Personal information
- Born: 14 April 1983 (age 43)
- Original team: Central District (SANFL)
- Debut: Round 12 2006, Port Adelaide vs. West Coast, at AAMI Stadium
- Height: 180 cm (5 ft 11 in)
- Weight: 75 kg (165 lb)

Playing career^{1}
- Years: Club / Games (Goals)
- 2006: Port Adelaide / 2 (1)
- ^{1} Playing statistics correct to the end of 2006.

= Elijah Ware =

Australian rules footballer

Elijah Ware (born 14 April 1983) is a retired Australian Rules Football player, who played for Port Adelaide in the AFL, and played for the Central District Bulldogs in the SANFL.

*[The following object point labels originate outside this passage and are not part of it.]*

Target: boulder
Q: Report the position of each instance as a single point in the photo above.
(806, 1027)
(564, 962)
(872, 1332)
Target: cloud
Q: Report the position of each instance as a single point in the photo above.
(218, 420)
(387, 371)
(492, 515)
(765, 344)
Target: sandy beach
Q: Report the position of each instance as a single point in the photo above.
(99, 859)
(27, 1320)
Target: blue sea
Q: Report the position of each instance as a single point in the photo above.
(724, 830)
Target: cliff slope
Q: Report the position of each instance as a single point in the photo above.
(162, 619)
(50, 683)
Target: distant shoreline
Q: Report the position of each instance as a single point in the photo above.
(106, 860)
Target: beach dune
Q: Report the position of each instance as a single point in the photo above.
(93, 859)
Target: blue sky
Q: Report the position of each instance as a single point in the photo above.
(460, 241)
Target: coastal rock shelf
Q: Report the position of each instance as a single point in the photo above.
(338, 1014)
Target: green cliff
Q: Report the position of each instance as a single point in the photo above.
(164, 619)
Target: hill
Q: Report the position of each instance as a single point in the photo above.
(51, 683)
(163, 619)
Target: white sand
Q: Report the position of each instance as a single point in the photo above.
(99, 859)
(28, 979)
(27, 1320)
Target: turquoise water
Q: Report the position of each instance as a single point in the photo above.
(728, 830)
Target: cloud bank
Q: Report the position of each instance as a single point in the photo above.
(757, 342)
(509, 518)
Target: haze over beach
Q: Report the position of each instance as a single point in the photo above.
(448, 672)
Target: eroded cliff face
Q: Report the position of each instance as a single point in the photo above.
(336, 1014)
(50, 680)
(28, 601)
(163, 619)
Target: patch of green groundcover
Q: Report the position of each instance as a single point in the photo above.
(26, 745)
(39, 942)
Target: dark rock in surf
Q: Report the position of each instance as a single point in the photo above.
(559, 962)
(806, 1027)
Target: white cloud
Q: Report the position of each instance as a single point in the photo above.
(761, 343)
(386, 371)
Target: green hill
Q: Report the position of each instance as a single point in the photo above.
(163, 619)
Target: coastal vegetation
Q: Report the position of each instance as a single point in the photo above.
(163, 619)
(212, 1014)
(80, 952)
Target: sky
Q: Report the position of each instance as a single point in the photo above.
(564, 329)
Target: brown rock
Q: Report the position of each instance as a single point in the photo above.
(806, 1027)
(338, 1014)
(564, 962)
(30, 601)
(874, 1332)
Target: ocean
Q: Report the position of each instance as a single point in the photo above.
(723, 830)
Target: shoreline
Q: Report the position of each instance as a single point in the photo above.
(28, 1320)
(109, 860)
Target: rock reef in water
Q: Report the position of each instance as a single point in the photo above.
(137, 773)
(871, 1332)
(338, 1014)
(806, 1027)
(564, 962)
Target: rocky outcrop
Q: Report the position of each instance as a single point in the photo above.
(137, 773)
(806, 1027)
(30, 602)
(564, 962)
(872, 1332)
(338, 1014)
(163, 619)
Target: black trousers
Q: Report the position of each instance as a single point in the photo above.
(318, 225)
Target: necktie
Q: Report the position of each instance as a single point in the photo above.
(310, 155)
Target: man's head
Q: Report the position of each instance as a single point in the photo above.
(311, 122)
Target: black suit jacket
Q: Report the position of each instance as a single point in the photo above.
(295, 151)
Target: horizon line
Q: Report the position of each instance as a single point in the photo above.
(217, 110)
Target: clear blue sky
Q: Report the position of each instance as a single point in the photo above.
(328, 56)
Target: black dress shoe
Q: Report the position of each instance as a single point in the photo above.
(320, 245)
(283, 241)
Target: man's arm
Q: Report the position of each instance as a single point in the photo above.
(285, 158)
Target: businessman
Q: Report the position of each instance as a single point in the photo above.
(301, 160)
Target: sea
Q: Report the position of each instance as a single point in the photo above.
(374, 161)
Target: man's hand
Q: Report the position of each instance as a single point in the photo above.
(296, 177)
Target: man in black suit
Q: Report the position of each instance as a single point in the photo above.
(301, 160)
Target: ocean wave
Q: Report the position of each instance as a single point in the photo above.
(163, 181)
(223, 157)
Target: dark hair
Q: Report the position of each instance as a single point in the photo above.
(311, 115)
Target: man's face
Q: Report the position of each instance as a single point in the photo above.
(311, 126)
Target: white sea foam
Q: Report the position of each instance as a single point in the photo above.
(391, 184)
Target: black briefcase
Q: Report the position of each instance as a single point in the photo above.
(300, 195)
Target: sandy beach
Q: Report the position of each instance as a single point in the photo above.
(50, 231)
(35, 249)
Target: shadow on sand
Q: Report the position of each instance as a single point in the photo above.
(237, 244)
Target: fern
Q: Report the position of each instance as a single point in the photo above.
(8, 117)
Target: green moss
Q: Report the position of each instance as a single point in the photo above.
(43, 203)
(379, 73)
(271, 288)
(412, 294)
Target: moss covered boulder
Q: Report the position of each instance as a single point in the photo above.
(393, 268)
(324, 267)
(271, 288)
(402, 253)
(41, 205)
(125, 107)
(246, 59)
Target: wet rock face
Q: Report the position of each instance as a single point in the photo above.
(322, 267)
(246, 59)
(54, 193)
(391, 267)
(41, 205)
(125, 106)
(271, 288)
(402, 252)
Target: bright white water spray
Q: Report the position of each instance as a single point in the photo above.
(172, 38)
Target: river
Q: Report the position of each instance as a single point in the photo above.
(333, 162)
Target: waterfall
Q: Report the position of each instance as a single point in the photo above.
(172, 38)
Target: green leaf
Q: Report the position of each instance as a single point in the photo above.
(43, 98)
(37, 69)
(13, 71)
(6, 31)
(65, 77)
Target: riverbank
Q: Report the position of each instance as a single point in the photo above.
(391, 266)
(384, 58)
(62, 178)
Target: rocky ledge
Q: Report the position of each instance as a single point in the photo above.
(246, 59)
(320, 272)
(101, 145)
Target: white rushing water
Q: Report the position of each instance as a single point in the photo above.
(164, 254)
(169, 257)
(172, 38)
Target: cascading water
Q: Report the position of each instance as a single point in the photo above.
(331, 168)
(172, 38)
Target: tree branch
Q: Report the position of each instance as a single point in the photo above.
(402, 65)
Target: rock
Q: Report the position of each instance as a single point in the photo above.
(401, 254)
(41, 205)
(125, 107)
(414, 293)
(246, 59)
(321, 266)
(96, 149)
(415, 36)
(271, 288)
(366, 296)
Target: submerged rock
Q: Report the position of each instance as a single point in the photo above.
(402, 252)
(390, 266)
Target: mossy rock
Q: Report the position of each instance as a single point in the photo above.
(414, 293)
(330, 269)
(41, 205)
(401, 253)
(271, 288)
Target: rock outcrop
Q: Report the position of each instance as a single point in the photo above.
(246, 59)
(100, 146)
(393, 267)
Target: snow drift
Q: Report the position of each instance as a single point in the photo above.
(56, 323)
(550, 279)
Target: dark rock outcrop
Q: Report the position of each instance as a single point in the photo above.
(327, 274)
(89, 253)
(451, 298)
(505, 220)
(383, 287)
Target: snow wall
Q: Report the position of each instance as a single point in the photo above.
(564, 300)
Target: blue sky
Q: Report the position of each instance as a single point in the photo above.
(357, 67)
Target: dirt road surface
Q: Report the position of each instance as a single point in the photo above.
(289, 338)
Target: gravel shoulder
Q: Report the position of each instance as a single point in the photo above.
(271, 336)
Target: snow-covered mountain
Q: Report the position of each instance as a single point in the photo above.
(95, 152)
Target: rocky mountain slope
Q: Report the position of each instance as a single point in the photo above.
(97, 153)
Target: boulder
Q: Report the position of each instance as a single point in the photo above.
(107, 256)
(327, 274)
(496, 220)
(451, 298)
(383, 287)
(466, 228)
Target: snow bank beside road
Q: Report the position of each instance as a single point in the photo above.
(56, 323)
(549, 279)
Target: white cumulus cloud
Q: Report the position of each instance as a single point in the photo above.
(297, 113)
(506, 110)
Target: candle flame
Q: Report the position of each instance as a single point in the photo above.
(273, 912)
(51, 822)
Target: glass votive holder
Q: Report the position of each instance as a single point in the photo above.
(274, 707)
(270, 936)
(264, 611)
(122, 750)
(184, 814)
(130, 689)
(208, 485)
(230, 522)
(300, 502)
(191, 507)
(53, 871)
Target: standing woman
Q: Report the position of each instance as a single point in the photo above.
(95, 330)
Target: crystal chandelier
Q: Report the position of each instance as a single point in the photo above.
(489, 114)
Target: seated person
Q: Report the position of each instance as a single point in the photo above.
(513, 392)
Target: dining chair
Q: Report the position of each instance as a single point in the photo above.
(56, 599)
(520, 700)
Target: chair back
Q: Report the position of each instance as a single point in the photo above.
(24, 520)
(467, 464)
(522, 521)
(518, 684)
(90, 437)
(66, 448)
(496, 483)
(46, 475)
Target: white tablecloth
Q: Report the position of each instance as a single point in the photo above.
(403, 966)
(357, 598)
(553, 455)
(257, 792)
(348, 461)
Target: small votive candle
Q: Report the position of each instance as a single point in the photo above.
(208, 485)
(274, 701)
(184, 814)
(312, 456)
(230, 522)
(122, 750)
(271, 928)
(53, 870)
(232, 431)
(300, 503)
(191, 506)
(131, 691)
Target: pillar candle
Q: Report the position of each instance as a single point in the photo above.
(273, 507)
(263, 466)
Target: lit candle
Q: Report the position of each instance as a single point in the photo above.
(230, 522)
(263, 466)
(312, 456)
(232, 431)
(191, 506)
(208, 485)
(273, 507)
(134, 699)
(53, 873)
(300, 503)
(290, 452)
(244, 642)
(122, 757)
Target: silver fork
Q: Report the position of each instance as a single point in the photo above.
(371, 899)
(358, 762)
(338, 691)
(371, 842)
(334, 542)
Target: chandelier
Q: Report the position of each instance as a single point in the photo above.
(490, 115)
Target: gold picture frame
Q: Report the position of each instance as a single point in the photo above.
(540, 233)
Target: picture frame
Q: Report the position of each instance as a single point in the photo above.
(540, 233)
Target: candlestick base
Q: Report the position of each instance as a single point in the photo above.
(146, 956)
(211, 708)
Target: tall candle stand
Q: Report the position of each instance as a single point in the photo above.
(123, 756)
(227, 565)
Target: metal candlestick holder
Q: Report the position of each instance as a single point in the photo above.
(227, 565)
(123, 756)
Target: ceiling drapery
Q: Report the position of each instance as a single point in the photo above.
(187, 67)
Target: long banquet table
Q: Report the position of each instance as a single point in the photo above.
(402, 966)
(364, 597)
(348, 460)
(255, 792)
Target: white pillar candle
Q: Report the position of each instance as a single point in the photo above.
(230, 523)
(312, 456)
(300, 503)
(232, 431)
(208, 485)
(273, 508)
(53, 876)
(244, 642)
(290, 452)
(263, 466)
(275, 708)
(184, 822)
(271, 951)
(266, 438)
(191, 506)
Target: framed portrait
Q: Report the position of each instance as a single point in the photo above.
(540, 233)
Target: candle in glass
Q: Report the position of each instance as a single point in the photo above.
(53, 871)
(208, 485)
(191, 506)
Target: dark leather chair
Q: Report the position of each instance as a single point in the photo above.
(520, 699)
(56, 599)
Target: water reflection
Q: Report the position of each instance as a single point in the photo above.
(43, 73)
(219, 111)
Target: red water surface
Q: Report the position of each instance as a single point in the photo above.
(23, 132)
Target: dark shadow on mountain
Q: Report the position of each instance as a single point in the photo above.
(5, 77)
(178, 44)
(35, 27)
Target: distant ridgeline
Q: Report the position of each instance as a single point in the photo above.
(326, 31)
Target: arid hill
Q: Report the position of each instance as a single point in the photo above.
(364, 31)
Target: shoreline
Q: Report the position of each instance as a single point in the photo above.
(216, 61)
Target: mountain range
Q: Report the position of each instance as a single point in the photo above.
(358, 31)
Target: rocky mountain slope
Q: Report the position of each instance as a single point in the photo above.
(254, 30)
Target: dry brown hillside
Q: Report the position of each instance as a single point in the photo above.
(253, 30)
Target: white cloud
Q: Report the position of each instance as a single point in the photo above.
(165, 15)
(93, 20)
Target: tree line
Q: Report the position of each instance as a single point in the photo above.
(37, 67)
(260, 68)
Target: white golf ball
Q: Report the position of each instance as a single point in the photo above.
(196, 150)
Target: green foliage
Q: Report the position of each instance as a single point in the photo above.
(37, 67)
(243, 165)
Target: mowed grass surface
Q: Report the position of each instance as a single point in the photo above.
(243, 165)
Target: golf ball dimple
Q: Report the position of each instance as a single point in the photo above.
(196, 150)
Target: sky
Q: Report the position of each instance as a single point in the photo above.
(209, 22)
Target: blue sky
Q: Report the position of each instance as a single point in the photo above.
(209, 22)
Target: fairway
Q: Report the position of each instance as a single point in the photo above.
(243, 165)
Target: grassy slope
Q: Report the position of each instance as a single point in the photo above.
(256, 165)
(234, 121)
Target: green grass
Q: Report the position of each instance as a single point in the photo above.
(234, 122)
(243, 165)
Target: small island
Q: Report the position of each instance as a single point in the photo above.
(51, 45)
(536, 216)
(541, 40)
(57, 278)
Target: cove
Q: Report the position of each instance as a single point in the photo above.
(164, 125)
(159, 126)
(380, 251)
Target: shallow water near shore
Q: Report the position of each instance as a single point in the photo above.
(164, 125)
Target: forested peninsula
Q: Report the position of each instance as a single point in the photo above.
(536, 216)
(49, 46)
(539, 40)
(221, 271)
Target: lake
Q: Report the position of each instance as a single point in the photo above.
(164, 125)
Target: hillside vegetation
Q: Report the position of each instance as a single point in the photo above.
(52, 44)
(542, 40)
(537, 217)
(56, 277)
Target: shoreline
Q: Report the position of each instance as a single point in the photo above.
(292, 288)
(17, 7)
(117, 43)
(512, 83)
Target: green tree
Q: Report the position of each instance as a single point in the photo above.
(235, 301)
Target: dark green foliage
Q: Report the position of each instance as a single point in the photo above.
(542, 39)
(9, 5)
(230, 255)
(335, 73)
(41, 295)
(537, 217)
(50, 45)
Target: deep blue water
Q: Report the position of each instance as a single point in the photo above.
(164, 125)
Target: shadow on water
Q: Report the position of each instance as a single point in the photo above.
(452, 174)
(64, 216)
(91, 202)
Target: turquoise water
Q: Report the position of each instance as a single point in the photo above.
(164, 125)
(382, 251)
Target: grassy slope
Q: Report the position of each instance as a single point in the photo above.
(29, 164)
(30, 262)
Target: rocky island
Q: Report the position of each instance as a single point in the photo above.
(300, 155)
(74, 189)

Ware debuted for Central District in 2003, and became part of their premiership team in 2004. He was recruited from Pirie Lions in the Spencer Gulf Football League. Ware was recruited onto the Port Adelaide list for the 2005 season, being taken at pick number 7 in the Pre Season Draft.

Ware continued to play for Centrals in the SANFL while not playing for Port Adelaide. In round 4 of the 2005 SANFL season, he suffered an ACL (knee) injury, requiring a knee reconstruction, facing approximately 12 months on the sidelines, meaning he would not play again for the season.

Elijah made his debut for Port Adelaide against West Coast in 2006, in a match that Port Adelaide won by 37 points. He scored one goal in the match and got 5 disposals. He played in the next round against Melbourne, registering 9 disposals, 5 marks and 2 tackles and scoring a behind in what was to be his final AFL match. He was delisted at the end of the 2006 AFL season, part of a clean out of the club that saw about 7 players leave the club. He continued to play for Central District in the SANFL, and played in their premiership winning 2007 team.

Prior to the 2009 SANFL season it was announced that Elijah would be retiring from football in order to spend more time with his family.

He wore Guernsey number 14 for Port Adelaide, and wore Guernsey number 50 for Centrals.